Ngram not working for multivalued field

krishna · February 17, 2015, 8:09pm

Hi,

Couple of questions:

We are trying to create an index having an analyzed multi value field
(filter used is n-gram). But we are not able to query the partial values.
But when we have single valued field for same filter everything is working
as expected, i.e able to retrieve partial query results as well.

Create index:
curl -X PUT "http://localhost:9200/xxxx-test" -d '{
"mappings" : {
"test" : {
"properties" : {
"lists" : {
"properties" : {
"url_domain" : {
"type" : "string",
"search_analyzer" : "str_search_analyzer",
"index_analyzer" : "str_index_analyzer"
}
}
}
}
}
},

"settings" : {
"analysis" : {
"analyzer" : {

  "str_search_analyzer" : { 
      "tokenizer" : "keyword", 
      "filter" : ["lowercase"] 
    }, 
    "str_index_analyzer" : { 
      "tokenizer" : "keyword", 
      "filter" : ["lowercase", "substring"] 
    } 
  }, 

  "filter" : { 
    "substring" : { 
      "type" : "nGram", 
      "min_gram" : 2, 
      "max_gram"  : 5 
    } 
  } 
}

}
}’;

Sample values inserted curl -X POST "http://localhost:9200/xxx-test/test"
-d '{ "url_domain" : "slkd" }' curl -X POST "
http://localhost:9200/xxx-test/test" -d '{ "url_domain" : ["a1b2c","c1de"]
}’

Search query used and got some results as expected(this is entire string
match) curl "http://localhost:9200/xxx-test/_search" -d '{ "query": {
"match": {"url_domain": “a1b2c"} } }’

Search query used but didn’t give any results(this is a partial match) curl
"http://localhost:9200/xxx-test/_search" -d '{ "query": { "match":
{"url_domain": "1b2"} } }’ As the field is n gram analysed, we are
expecting a result for this query.

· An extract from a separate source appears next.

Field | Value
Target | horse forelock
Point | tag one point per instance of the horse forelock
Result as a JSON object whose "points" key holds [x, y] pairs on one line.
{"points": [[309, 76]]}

Let us know if our understanding is
wrong?

We have a query with collection of dynamic terms eg: title:test AND
title:west AND desc:world AND desc:hello, now our objective is to avoid
terms in the query having document frequency > 10 within the specific
field. I.,e if title:west has df as 11 and desc:world has df 20, elastic
search should be internally changing the query to title:west AND
desc:hello, let us know if this can be done in effective way, as our search
queries are very high!
We are using ngram for prefix,suffix and fuzzy queries are there any
effective ways to store the index for the same?

--
You received this message because you are subscribed to the Google Groups "elasticsearch" group.
To unsubscribe from this group and stop receiving emails from it, send an email to elasticsearch+unsubscribe@googlegroups.com.
To view this discussion on the web visit https://groups.google.com/d/msgid/elasticsearch/034fca16-9fb0-4830-8fec-9184a42ba866%40googlegroups.com.
For more options, visit https://groups.google.com/d/optout.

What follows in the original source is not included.